Kaderin Böylesi.. Bir çilenin hikayesi

Geyve.com olarak yayın hayatımızda 16 yılımızı doldurduk. Bu 16 yıl içinde mutlu, acı, hüzünlü, sevinçli pek çok habere imza attık. Bu haberler arasında bizleri ve okuyucularımızı etkileyen akıllarda iz bırakan çok sayıda haber yayınımız oldu.
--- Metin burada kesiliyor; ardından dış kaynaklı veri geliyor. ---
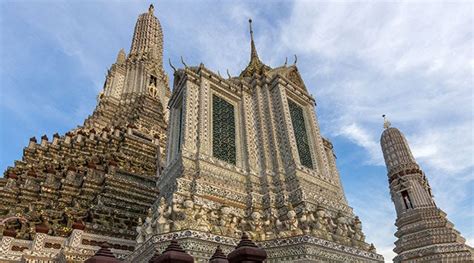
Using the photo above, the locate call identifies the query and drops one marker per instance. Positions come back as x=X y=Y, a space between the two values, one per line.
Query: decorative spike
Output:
x=386 y=123
x=182 y=61
x=171 y=65
x=253 y=50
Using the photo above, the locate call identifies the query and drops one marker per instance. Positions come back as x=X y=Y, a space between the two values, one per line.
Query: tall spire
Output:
x=253 y=50
x=147 y=36
x=423 y=231
x=386 y=123
x=255 y=66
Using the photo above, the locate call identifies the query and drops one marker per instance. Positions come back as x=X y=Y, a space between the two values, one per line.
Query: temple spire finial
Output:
x=253 y=54
x=151 y=9
x=386 y=123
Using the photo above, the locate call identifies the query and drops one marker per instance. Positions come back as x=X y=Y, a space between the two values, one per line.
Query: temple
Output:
x=93 y=183
x=245 y=155
x=222 y=166
x=424 y=233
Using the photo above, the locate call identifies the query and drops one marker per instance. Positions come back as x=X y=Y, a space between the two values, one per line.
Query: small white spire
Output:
x=386 y=123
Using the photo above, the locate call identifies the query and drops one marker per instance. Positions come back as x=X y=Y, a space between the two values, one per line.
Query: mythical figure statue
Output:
x=140 y=232
x=184 y=215
x=202 y=221
x=290 y=225
x=162 y=222
x=342 y=230
x=256 y=226
x=306 y=221
x=321 y=228
x=148 y=227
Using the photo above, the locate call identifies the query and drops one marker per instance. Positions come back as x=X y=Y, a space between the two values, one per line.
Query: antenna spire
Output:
x=253 y=53
x=386 y=123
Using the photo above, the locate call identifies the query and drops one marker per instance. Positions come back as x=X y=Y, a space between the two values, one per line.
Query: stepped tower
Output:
x=424 y=233
x=246 y=154
x=95 y=182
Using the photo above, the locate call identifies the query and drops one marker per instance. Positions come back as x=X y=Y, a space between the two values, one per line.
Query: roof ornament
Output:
x=182 y=61
x=386 y=123
x=151 y=9
x=171 y=65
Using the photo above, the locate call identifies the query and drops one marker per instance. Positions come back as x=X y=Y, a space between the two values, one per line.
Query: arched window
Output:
x=301 y=135
x=223 y=130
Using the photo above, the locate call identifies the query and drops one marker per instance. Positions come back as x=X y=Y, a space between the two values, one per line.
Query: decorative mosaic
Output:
x=223 y=130
x=299 y=129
Kaderin Böylesi.. Bir çilenin hikayesi
17 Mayıs 2021 - 16:04 - Güncelleme: 17 Mayıs 2021 - 16:08
Bugün Geyve.com yayıncılık sürecinde iz bırakan, 10 yıl önce sitemiz gönül dostu, şu an Antalya'da imam olarak görevli Zekeriya Kaya hocamızın (Bu vesileyle selamlarımızı iletiyoruz) imza attığı bir haberi, yeni kuşak ziyaretçilerimize hatırlatmak için yeniden ele aldık.

İşte 01 Haziran 2011'de yayınladığımız o haber..

Kaderin Böylesi.. Bir Çilenin Manifestosu

Aydınlar köyünden Zekeriya Kaya, bir çilenin, yalnızlığın, yoksulluğun, çaresizliğin ve bir hayatın dramını geyve.com ziyaretçileriyle paylaşıyor...

KADERİN BÖYLESİ

Fahrettin Şen... Sakarya'nın Geyve ilçesine bağlı Aydınlar köyünde oturuyor. Hayatını gelin onun ağzından dinleyelim.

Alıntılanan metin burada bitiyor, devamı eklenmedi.